I loaded all my tables with some dummy data to simulate a decent amount of Customers and Orders. The Single Table had a total of 1,462,033 items and 203.93 MB of storage.
Screenshot of the Single Table in the console
Then I loaded the exact same entries into the multiple tables stack, except they were obviously divided into separate tables. The Customers table had a total of 79,170 items and 11.20 MB of storage and the Orders table had a total of 1,382,854 items and 172.76 MB of storage.

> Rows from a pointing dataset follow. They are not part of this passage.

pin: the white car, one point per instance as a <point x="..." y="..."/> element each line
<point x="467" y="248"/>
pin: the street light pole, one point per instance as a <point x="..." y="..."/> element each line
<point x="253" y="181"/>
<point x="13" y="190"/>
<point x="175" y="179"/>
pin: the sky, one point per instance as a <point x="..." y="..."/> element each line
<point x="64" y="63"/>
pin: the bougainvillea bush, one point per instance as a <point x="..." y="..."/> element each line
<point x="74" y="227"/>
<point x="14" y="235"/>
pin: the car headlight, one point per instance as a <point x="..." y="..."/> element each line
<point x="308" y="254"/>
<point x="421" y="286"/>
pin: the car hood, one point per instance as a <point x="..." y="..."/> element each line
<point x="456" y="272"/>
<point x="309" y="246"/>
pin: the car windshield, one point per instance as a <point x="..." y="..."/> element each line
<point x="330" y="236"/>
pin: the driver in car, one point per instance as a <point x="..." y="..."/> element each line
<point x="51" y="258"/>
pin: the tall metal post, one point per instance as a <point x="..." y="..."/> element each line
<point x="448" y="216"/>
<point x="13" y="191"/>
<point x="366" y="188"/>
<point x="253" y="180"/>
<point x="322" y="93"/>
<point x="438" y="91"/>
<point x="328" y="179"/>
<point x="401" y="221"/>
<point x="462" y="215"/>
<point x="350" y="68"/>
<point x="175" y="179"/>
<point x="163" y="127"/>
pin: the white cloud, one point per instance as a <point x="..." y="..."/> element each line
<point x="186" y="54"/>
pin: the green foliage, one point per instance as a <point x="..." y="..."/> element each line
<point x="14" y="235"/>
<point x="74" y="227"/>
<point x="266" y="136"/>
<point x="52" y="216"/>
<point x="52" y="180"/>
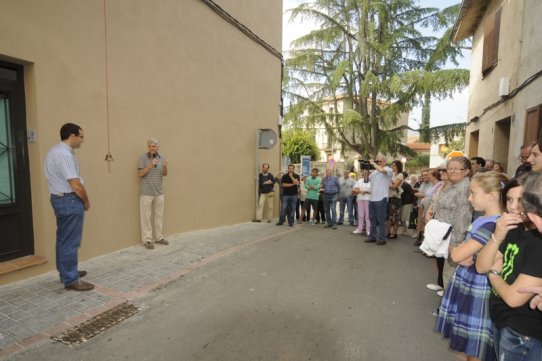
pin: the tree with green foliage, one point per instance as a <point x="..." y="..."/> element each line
<point x="296" y="143"/>
<point x="369" y="58"/>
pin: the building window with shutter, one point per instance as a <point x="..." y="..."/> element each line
<point x="533" y="123"/>
<point x="491" y="42"/>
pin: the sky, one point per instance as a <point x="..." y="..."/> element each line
<point x="449" y="111"/>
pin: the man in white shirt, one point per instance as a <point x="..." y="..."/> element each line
<point x="378" y="203"/>
<point x="69" y="201"/>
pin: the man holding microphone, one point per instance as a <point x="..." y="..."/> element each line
<point x="151" y="168"/>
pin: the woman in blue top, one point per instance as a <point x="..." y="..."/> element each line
<point x="464" y="313"/>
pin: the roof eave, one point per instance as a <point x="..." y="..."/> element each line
<point x="469" y="18"/>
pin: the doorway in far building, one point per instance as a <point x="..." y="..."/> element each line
<point x="501" y="141"/>
<point x="473" y="143"/>
<point x="16" y="233"/>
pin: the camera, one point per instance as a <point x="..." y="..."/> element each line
<point x="365" y="165"/>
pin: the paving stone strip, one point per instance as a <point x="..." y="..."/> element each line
<point x="96" y="324"/>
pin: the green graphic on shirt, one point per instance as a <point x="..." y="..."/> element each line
<point x="510" y="254"/>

Screenshot of the Customers Table in the console
Once the dummy data was loaded into DynamoDB, I generated some traffic to both applications using Newman CLI. In order to make it more realistic, I created a CSV file with 10k random customer IDs that already existed in DynamoDB and I iterated over those to make sure I was retrieving a different customer on every request –– just in case there was any sort of caching involved at any layer.
The results were somewhat obvious and expected. The Single Table stack only performs 1 query against DynamoDB to fetch all data needed to serve a request. Compared to the Multi Table stack which has to perform 2 separate queries to fetch the same data; logically, the single table would be more efficient.
Load Test Duration: 60 minutes
Stack | p50 Latency | p99 Latency |
---|---|---|
Single Table Stack | 24 ms | 56.8 ms |
Multi Table Stack | 46 ms | 95.8 ms |
Screenshot of CloudWatch dashboard showing latency comparisson
The biggest surprise in the results was the difference in Read Units consumed, because I expected to see the same amount of units consumed in both stacks, as they were both reading the exact same Customers and Orders on every request.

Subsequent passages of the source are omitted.